Hello, thank you to the members who suggested I start a new post with this rather than tagging it on to an age old posting as I had done.

Forgive me for dropping in. I am coming over to have a look at the area with my daughter in a couple of months, we will be staying in Montesinos and were thinking of buying there, but I take on board a lot of things said in the Montesinos thread regarding la Herrada.

I have spent three years trying to become fluent Spanish so would hate to live somewhere I shouldn't even need to use it.

I have a practical question I am hoping you might be able to help with. I am looking for some cheap car hire for three weeks.

Can anyone please recommend anywhere?

I have of course spent a long time googling, but was hoping for a personal recommendation.


If this is one of those annoying questions which gets asked a lot, then please forgive me.

thanks for your time

Warmest regards
JW


----------



## xabiaxica (Jun 23, 2009)

warburton said:


> Hello, thank you to the members who suggested I start a new post with this rather than tagging it on to an age old posting as I had done.
> 
> Forgive me for dropping in. I am coming over to have a look at the area with my daughter in a couple of months, we will be staying in Montesinos and were thinking of buying there, but I take on board a lot of things said in the Montesinos thread regarding la Herrada.
> 
> ...


welcome

I can't remember this being asked before- hopefully someone from that area will know


----------



## jojo (Sep 20, 2007)

warburton said:


> Hello, thank you to the members who suggested I start a new post with this rather than tagging it on to an age old posting as I had done.
> 
> Forgive me for dropping in. I am coming over to have a look at the area with my daughter in a couple of months, we will be staying in Montesinos and were thinking of buying there, but I take on board a lot of things said in the Montesinos thread regarding la Herrada.
> 
> ...



I dont know about prices etc, but one place to get some "ball park" prices would be the airport that you're flying into, there should be loads of rental places there and google - not sure where that would be cos my Spanish geography isnt good lol!!!


Jo xxxx


----------



## warburton (Jun 11, 2010)

yes. thank you. have had plenty quotes from the airport and googled many places. But I often find the best deals tend to be from small operators without a massive internet presence.
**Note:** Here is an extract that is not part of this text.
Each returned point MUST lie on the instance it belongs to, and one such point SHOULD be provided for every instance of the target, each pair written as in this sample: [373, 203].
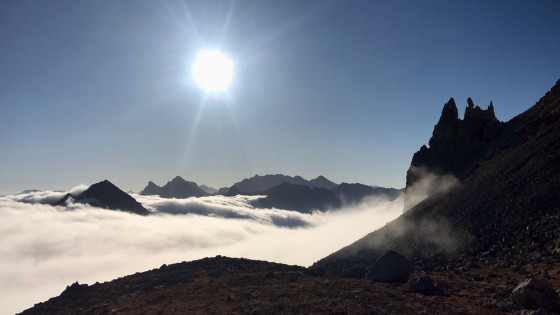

I would usually wait until I was pout there and then look around, but finding this forum put me in hope of being a little bit more organised.

possibly?


----------



## xabiaxica (Jun 23, 2009)

warburton said:


> yes. thank you. have had plenty quotes from the airport and googled many places. But I often find the best deals tend to be from small operators without a massive internet presence.
> 
> I would usually wait until I was pout there and then look around, but finding this forum put me in hope of being a little bit more organised.
> 
> possibly?


just in case you don't - here's the yellow pages for car hire in Los Montesinos


Alquiler De Coches Los Montesinos. Empresas y servicios relacionados con Alquiler De Coches en Los Montesinos


----------



## warburton (Jun 11, 2010)

that is brilliant thank you.


----------